I’m a research scientist at DeepMind in London.
You can contact me at email@example.com.
- September 2018: After a long time my work on bandit algorithms that are simultaneously minimax optimal, asymptotically optimal and never worse than UCB is published in JMLR. Thanks to the many reviewers that helped with this project! Although it does not exactly deprecate the two previous tech reports, this version is much more polished.
- August 2018: Here are the slides from my talk on bandits and exploration at the RL summer school. Huge thanks to all the organisers of this event.
- July 2018: Csaba and I have released the first draft of the bandit book. You can download the pdf here. Of course we would love your feedback!
- June 2018: Branislav, Shuai, Csaba and I have a new paper on stochastic ranking. The setup generalizes many previous stochastic models and the guarantees are both simpler to prove and stronger than comparably generic results.
- May 2018: While finishing the last few chapters of the book Csaba and I have been working on simplifying and improving the algorithms for adversarial partial monitoring. We prove a variety of new results, the most notable of which is a new algorithm and analysis that completes the classification of all finite adversarial partial monitoring games. Missing from the literature was the issue of dealing with so-called easy ‘degenerate’ games that include some actions that can never be uniquely optimal, but may provide crucial information. Besides this we make some headway towards understanding the dependence of the regret on quantities beyond the horizon. The preprint is now available on arxiv.
- February 2018: Csaba and I gave a tutorial on bandits at AAAI. Here are the slides (part1, part2).
- December 2017: Together with Joel Veness, Avishkar Bhoopchand, Agnieszka Grabska-Barwinska, Christopher Mattern and Peter Toth we have released a preliminary paper on a architecture based on a network of geometric mixers, all trained on the target. The long paper includes preliminary empirical results and theory, but there is a lot of potential to investigate different aspects of this model and various extensions. We hope you try it out. Also, I am enjoying the sun at NIPS.
- September 2017: A paper with Christoph Dann and Emma Brunskill was accepted for a spotlight at NIPS. There are a lot of things in this paper, but a highlight is a strengthening of the PAC-RL framework for episodic RL that allows one to prove PAC and regret guarantees simultaneously for the same algorithm. If you’re interested in these kinds of results, then the recent ICML paper by my colleagues at DeepMind explores very similar ideas. Finally, the aforementioned scale-free bandit paper was also accepted at NIPS.
- August 2017: Laurent Orseau, Shane Legg and I recently re-visited the prediction with experts advice framework with linear mixture predictors and the log loss. The main observation is that the regret of the classical efficient algorithm “exponential gradients” can be very poor if the gradients get large. We show that these issues do not occur for the Prod algorithm in this setting, which besides has some tantalizing “pseudo-Bayesian” interpretations that we do not fully understand yet. The paper will appear at ALT this year.

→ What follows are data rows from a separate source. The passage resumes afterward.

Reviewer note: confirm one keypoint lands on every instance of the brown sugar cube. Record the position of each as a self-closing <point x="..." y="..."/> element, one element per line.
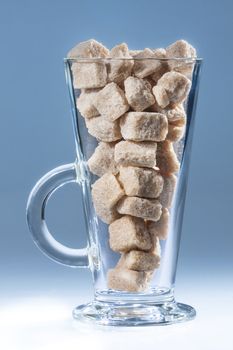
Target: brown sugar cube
<point x="89" y="75"/>
<point x="85" y="105"/>
<point x="139" y="261"/>
<point x="138" y="93"/>
<point x="166" y="158"/>
<point x="160" y="227"/>
<point x="106" y="192"/>
<point x="168" y="191"/>
<point x="144" y="65"/>
<point x="149" y="209"/>
<point x="129" y="233"/>
<point x="136" y="153"/>
<point x="175" y="133"/>
<point x="156" y="248"/>
<point x="103" y="129"/>
<point x="111" y="102"/>
<point x="88" y="49"/>
<point x="141" y="182"/>
<point x="144" y="126"/>
<point x="171" y="89"/>
<point x="119" y="70"/>
<point x="102" y="160"/>
<point x="181" y="49"/>
<point x="176" y="115"/>
<point x="127" y="280"/>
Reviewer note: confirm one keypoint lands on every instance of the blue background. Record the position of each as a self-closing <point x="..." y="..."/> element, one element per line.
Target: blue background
<point x="36" y="128"/>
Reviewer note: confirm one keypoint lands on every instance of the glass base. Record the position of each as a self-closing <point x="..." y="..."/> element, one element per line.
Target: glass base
<point x="127" y="315"/>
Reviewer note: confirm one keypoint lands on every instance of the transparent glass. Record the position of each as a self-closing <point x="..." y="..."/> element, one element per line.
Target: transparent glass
<point x="157" y="304"/>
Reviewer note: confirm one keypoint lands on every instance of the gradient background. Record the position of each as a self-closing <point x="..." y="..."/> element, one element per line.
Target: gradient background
<point x="37" y="295"/>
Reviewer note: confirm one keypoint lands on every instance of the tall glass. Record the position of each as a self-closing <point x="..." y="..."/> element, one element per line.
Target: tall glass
<point x="156" y="305"/>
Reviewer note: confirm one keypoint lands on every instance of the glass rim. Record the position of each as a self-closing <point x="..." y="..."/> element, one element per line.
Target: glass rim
<point x="108" y="59"/>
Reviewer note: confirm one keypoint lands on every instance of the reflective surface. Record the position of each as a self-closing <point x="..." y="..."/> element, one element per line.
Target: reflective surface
<point x="41" y="319"/>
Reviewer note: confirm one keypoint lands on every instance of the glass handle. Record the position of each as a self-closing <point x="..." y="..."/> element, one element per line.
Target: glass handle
<point x="36" y="217"/>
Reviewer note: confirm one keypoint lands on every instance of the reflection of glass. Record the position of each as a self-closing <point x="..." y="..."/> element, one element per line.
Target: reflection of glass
<point x="154" y="306"/>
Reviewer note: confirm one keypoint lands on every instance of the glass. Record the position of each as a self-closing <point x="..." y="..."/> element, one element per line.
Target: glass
<point x="156" y="305"/>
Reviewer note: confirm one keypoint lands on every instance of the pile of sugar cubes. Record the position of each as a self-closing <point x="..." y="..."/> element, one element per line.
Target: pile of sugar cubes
<point x="132" y="103"/>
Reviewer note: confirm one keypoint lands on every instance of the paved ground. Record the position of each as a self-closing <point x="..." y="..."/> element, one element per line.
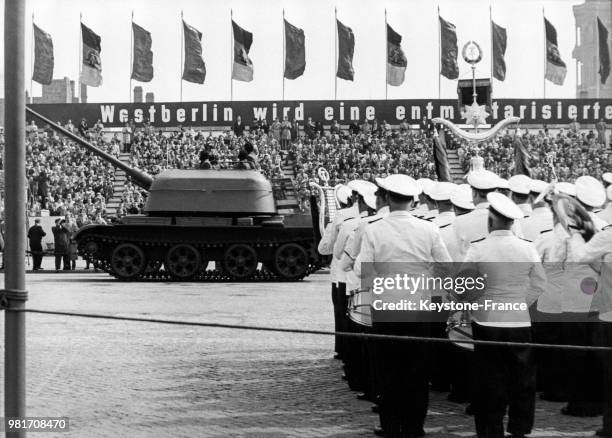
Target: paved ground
<point x="116" y="379"/>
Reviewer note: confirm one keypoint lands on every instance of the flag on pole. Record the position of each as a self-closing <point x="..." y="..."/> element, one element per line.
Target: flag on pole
<point x="142" y="64"/>
<point x="441" y="160"/>
<point x="448" y="50"/>
<point x="498" y="45"/>
<point x="295" y="51"/>
<point x="521" y="156"/>
<point x="91" y="72"/>
<point x="194" y="69"/>
<point x="242" y="69"/>
<point x="555" y="67"/>
<point x="346" y="49"/>
<point x="604" y="52"/>
<point x="396" y="59"/>
<point x="43" y="56"/>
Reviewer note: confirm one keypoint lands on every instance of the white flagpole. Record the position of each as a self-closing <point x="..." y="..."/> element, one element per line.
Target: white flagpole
<point x="32" y="64"/>
<point x="545" y="52"/>
<point x="386" y="57"/>
<point x="336" y="53"/>
<point x="131" y="56"/>
<point x="182" y="52"/>
<point x="284" y="54"/>
<point x="231" y="54"/>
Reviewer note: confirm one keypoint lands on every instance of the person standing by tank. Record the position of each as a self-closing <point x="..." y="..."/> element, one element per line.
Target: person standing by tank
<point x="60" y="237"/>
<point x="35" y="235"/>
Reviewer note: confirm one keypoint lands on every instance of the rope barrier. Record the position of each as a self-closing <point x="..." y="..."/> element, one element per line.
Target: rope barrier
<point x="372" y="336"/>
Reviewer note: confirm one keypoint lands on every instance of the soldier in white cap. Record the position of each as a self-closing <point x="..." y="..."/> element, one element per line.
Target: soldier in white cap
<point x="599" y="250"/>
<point x="592" y="195"/>
<point x="472" y="227"/>
<point x="514" y="277"/>
<point x="360" y="189"/>
<point x="388" y="245"/>
<point x="326" y="247"/>
<point x="520" y="190"/>
<point x="357" y="361"/>
<point x="540" y="219"/>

- April 2017: Happy to have started at DeepMind in London.
- March 2017: I don’t know of any bandit algorithms for non-parametric noise models that don’t depend on advance knowledge of the scale of the noise (eg., subgaussian constant or variance or support). By generalising the ideas in Seb’s paper on bandits with heavy tails, it’s possible to derive an algorithm that only needs advance knowledge of a bound on the kurtosis of the noise, which roughly measure the propensity for outliers and is scale and shift invariant. You can download the preprint here. In other news, the AISTATS paper got an oral. Csaba will be there to give a great talk!
- February 2017: The paper with Csaba on the asymptotic regret for linear bandits was accepted at AISTATS.
- October 2016: Csaba and I have just released a new paper on finite-armed linear bandits to the arxiv. The main result is a characterisation of the optimal achievable asymptotic regret in the sense of Lai & Robbins, including an (extraordinarily naive) algorithm that attains the optimal rate. An interesting corollary of the analysis is that strategies based on optimism or Thompson sampling can be arbitrarily far from optimal, even in very simple cases.
- September 2016: Csaba Szepesvari and I are writing a series of blog posts on bandit algorithms. The posts coincide with a course on bandits this semester at the UofA, and the same material will be used in a course at IU next semester. Eventually we plan to use the material (and the aid of the crowd) to write a book. The first post is up and you can expect about one new post per week.
- September 2016: Goodbye UoA. Hello IU! I am in Bloomington now.
- August 2016: I will be going to NIPS (four papers accepted).
- June 2016: Finnian Lattimore (who happens to be my sister), Mark Reid and I have just released a new bandit paper to the arxiv. The idea is to show that causal information can sometimes be exploited when minimising the simple regret (pure exploration).
- June 2016: The paper with Jan, Marcus, Laurent and I won best student paper at UAI. Congratulations Jan!
- June 2016: Bandit strategies based on distinct phases of exploration followed by exploitation are pretty natural. Aurélien Garivier, Emilie Kaufmann and I show that such approaches are doomed to sub-optimality in the illustrative two-armed Gaussian bandit with known horizon.
- May 2016: There are missing lower bounds for adversarial finite-armed bandits. Sébastien Gerchinovitz and I have now added some (preprint). Specifically: high probability bounds, first-order bounds (in terms of the loss of the best arm) and second-order bounds (in terms of the quadratic variation). There are also some impossibility results. For example, the presence of an arm that is optimal in every round cannot help, and neither can losses that lie in a small range. The latter results are in contrast to the full-information setting where these things lead to smaller regret.
- May 2016: There is a new near-near-optimal algorithm for finite-armed subgaussian bandits. See the preprint or a brief description.
- May 2016: Together with Jan Leike, Laurent Orseau and Marcus Hutter, I have a paper on asymptotic results for a version of Thompson sampling in general reinforcement learning environments accepted at UAI (http://arxiv.org/abs/1602.07905).
- April 2016: I have papers accepted at COLT (regret analysis of the Gittins index, http://arxiv.org/abs/1511.06014) and ICML (on “conservative” bandits to guarantee revenue while exploring, http://arxiv.org/abs/1602.04282).